Re: [PATCH] overlay: Implement volatile-specific fsync error behaviour

From: Amir Goldstein <amir73il@gmail.com>
To: Jeff Layton <jlayton@redhat.com>, Vivek Goyal <vgoyal@redhat.com>,
	Sargun Dhillon <sargun@sargun.me>
Cc: Linux FS-devel Mailing List <linux-fsdevel@vger.kernel.org>,
	overlayfs <linux-unionfs@vger.kernel.org>,
	Miklos Szeredi <miklos@szeredi.hu>,
	Matthew Wilcox <willy@infradead.org>
Subject: Re: [PATCH] overlay: Implement volatile-specific fsync error behaviour
Date: Fri, 4 Dec 2020 08:45:16 +0200	[thread overview]
Message-ID: <CAOQ4uxgjrL3aCK+aO1Wrs7qaKWNmKnAWBQaDXO-hzCR4eBmdMg@mail.gmail.com> (raw)
In-Reply-To: <742b7c180d4fe18ddbf28fea6505b08475c4aace.camel@redhat.com>

> > Here is the background.
> >
> > We introduced a new option "-o volatile" for overlayfs. What this option
> > does is that it disables all calls to sync/syncfs/fsync and returns
> > success.
> >
> > https://www.kernel.org/doc/html/latest/filesystems/overlayfs.html?highlight=overlayfs#volatile-mount
> >
> > Now one problem with this we realized is that what happens if there is
> > a writeback error on upper filesystem. Previously fsync will catch
> > that error and return to user space. Now we are not doing any actual
> > sync for volatile mount, so we don't have a way to detect if any
> > writeback error happened on upper filesystem.
> >
> > So it is possible that an application writes something to overlay
> > volatile mount and gets back corrupted/old data.
> >
> > - App writes something.
> > - Writeback of that page fails
> > - app does fsync, which succeds without doing any sync.
> > - app reads back page and can get old data if page has been evicted out
> >   of cache.
> >
> > So we lost capability to return writeback errors to user space with
> > volatile mounts. So Amir/Sargun proposed that lets take snapshot
> > of upper ->s_wb_err when volatile overlay is being mounted. And
> > on every sync/fsync call check if any error has happened on upper
> > since volatile overlay has been mounted.
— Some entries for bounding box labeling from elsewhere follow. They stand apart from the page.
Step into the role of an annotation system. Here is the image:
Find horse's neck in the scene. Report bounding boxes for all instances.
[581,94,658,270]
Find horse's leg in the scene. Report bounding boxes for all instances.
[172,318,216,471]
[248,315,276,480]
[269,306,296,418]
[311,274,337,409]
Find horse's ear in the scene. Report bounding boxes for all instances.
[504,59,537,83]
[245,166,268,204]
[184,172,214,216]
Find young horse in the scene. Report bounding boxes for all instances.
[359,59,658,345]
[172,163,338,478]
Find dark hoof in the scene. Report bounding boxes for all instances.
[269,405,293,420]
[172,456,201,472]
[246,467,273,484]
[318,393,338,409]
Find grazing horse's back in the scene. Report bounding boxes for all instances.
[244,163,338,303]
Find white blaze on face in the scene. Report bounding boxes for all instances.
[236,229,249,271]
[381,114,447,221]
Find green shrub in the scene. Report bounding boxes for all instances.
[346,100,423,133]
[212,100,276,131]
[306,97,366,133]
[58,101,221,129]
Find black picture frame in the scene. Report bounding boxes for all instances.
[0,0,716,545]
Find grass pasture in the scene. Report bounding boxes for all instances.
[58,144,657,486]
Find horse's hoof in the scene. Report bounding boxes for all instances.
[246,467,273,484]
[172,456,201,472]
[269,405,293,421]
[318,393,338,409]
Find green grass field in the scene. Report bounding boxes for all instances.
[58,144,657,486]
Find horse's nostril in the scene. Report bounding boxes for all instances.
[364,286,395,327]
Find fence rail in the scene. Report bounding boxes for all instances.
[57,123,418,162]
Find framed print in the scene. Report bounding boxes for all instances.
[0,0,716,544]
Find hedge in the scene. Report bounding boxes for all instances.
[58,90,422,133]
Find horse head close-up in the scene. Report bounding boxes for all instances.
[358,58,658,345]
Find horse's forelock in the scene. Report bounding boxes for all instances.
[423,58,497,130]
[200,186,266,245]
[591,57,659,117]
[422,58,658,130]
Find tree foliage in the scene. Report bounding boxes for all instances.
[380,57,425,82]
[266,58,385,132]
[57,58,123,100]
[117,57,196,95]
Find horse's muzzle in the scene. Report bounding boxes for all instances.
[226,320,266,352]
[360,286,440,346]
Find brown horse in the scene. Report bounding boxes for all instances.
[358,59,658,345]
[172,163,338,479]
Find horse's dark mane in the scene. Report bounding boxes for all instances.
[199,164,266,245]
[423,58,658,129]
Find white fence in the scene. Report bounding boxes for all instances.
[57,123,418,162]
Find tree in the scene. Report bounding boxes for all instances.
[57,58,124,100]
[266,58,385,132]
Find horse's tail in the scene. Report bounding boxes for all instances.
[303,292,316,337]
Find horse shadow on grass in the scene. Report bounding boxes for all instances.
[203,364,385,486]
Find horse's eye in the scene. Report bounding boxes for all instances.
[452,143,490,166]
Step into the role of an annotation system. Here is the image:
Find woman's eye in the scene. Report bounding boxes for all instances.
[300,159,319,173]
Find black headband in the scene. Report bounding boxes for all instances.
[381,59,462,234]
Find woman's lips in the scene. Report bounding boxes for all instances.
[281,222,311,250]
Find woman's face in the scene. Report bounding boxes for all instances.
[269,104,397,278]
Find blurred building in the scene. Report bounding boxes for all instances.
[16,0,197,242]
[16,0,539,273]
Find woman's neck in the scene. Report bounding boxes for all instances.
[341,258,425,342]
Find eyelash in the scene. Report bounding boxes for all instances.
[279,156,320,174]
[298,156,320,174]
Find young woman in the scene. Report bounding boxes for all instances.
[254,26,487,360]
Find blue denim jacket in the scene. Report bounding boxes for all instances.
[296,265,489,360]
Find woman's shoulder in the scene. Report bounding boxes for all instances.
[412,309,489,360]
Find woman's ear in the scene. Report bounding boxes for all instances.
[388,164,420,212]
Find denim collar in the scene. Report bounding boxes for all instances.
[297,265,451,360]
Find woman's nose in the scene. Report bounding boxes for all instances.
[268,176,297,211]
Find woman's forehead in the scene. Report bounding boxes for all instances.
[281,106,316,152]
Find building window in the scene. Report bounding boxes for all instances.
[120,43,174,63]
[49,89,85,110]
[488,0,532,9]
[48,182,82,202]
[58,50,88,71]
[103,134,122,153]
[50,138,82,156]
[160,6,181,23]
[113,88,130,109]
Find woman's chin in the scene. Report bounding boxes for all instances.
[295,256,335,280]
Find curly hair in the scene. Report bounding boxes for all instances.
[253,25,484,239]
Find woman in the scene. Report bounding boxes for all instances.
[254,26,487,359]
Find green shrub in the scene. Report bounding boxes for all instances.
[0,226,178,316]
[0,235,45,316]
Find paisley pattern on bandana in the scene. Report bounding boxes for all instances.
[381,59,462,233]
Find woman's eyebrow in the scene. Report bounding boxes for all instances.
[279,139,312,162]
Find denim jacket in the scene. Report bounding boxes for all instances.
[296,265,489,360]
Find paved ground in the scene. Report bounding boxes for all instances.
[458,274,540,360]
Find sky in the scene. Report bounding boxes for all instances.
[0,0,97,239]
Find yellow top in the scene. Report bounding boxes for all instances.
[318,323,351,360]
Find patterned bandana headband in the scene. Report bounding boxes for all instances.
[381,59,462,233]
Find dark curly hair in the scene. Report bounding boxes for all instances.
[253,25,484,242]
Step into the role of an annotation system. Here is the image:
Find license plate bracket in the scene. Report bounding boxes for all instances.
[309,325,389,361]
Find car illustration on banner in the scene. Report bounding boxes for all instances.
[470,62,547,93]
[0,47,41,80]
If yes, return error to
> > user space.
> >
> > In fact, Idea is that once an error has been detected, volatile
> > overlay should effectively return -EIO for all the operations. IOW,
> > one should now unmount it, throw away upper and restart again.
> >
> >
> > > If it turns out that you just want to see if it ever had an error, you
> > > can always use errseq_check with 0 as the "since" value and that will
> > > tell you without marking or advancing anything. It's not clear to me
> > > what the value of that is here though.
> >
> > I think "since == 0" will not work. Say upper already has an error
> > (seen/unseen), then errseq_check() will always return error. We
> > don't want that. We don't care if upper has an seen/unseen error
> > at the time when we sample it. What we care about is that if
> > there is an error after we sampled, we can detect that and make
> > whole volatile mount bad.
> >
> > >
> > > > So key requirement here seems to be being able to detect error
> > > > on underlying superblock without consuming the unseen error.
> > > >
> > >
> > > I think for overlayfs what you really want to do is basically "proxy"
> > > fsync and syncfs calls to the upper layer. Then you should just be able
> > > to use the upper layer's "realfile" when doing fsync/syncfs. You won't
> > > need to sample anything at mount time that way as it should just happen
> > > naturally when you open files on overlayfs.
> >
> > Which we already do, right? ovl_fsync()/ovl_sync() result in a
> > call on upper. This probably can be improve futher.
> >
> > >
> > > That does mean you may need to rework how the syncfs syscall dispatches
> > > to the filesystem, but that's not too difficult in principle.
> >
> > I think we are looking at two overlay cases here. One is regular
> > overlayfs where syncfs() needs to be reworked to propagate errors
> > from upper/ to all the way to application. Right now VFS ignores
> > error returned from ->sync_fs.
> >
> > The other case we are trying to solve right now is volatile mount.
> > Where we will not actually call fsync/sync_filesystem() on upper
> > but still want to detect if any error happened since we mounted
> > this volatile mount.
> >
> > And that's why all this discussion of being able to detect an
> > error on super block without actually consuming the error. Once
> > we detect that some error has happened on upper since we mounted,
> > we can start returning errors for all I/O operations to user and
> > user is supposed to unmount and throw away upper dir and restart.
> >
>
>
> The problem here is that you want to be able to sample the thing in two
> different ways such that you potentially get two different results
> afterward:
>
> 1) the current syncfs/fsync case where we don't expect later openers to
> be able to see the error after you take it.
>
> 2) the situation you want where you want to sample the errseq_t but
> don't want to cloak an fsync on a subsequent open from seeing it
>
> That's fundamentally not going to work with the single SEEN flag we're
> using now. I wonder if you could get you the semantics you want with 2
> flags instead of 1. Basically, split the SEEN bit into two:
>
> 1) a bit to indicate that the counter doesn't need to be incremented the
> next time an error is recorded (SKIP_INC)
>
> 2) a bit to indicate that the error has been reported in a way that was
> returned to userland, such that later openers won't see it (SEEN)
>
> Then you could just add two different sorts of sampling functions. One
> would set both bits when sampling (or advancing) and the other would
> just set one of them.
>
> It's a bit more complicated than what we're doing now though and you'd
> need to work through the logic of how the API would interact with both
> flags.
>

This discussion is a very good exercise for my brain ;-)
but I think we are really over complicating the requirements of volatile.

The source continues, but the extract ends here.